The United Kingdom made the wrong call in turning away from carbon capture and storage and should correct the error as soon as possible, according to a new review prepared for Secretary of State for Business, Energy, and Industrial Strategy Greg Clark by a Parliamentary Advisory Group on CCS. “UK action on CCS now will deliver lowest cost to the consumer. There is no justification for delay. Heavy costs will be imposed on current and future UK consumers by a continued failure to enact an effective CCS policy,” says the report, released Monday.
The report addresses the “policy disconnect” between the 2015 decision to scrap the nation’s £1 billion CCS commercialization competition and an ever-growing body of evidence that CCS is essential for least-cost decarbonization of the economy. The government scrapped the competition because of the high cost of CCS, stating a preference to wait until the technology had matured elsewhere.

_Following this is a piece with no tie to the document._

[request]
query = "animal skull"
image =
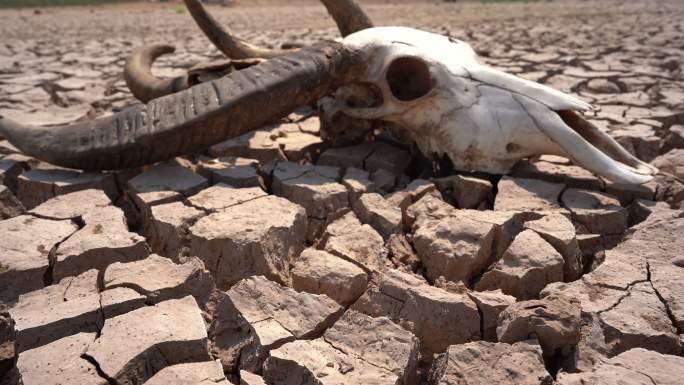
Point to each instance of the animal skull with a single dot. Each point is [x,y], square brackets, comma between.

That’s not a good idea, according to the advisory group: “There is no reason to wait for international projects or for technological progress in either the components or overall system of CCS. Because lead times are long – planning, regulatory and construction – early decisions are needed.”

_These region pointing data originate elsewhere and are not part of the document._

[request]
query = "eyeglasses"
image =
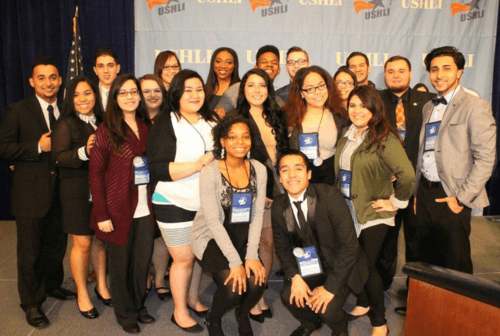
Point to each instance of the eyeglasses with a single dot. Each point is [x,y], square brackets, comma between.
[124,94]
[346,84]
[301,61]
[321,87]
[148,91]
[171,67]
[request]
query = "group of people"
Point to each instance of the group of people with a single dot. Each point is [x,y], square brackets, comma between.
[220,175]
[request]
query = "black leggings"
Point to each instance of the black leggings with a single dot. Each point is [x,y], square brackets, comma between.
[225,299]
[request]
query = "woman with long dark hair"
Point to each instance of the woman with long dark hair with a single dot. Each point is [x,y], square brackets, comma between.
[256,102]
[222,74]
[166,66]
[227,228]
[72,142]
[121,215]
[315,115]
[368,156]
[180,144]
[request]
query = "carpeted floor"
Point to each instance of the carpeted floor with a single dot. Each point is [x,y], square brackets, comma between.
[66,320]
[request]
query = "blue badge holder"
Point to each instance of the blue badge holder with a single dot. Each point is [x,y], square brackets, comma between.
[309,145]
[241,209]
[308,261]
[141,171]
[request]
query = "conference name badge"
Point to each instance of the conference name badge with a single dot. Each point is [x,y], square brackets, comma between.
[242,208]
[308,261]
[345,183]
[141,171]
[309,145]
[431,133]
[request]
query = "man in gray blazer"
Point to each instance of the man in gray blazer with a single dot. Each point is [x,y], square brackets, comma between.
[456,158]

The report sets out six recommendations for developing a new CCS policy in the U.K.:
- “Establish a CCS Delivery Company (‘CCSDC’).” The CCSDC would be state-owed at its inception and eventually privatized. It would be tasked with “delivering full-chain CCS for power at strategic hubs around the UK at or below £85/MWh.” The company would need roughly 200 million to 300 million pounds in funding over the next four to five years;
- “Establish a system of economic regulation for CCS in the UK”;
- “Incentivise industrial CCS through Industrial Capture Contracts”;
- “Establish a Heat Transformation Group”;
- Establish a CCS certificate system for certification of captured and stored CO2; and
- Establish a CCS obligation system. “This will put an obligation on fossil fuel suppliers to the UK to sequester a growing percentage of the CO2 associated with that supply,” the report explains.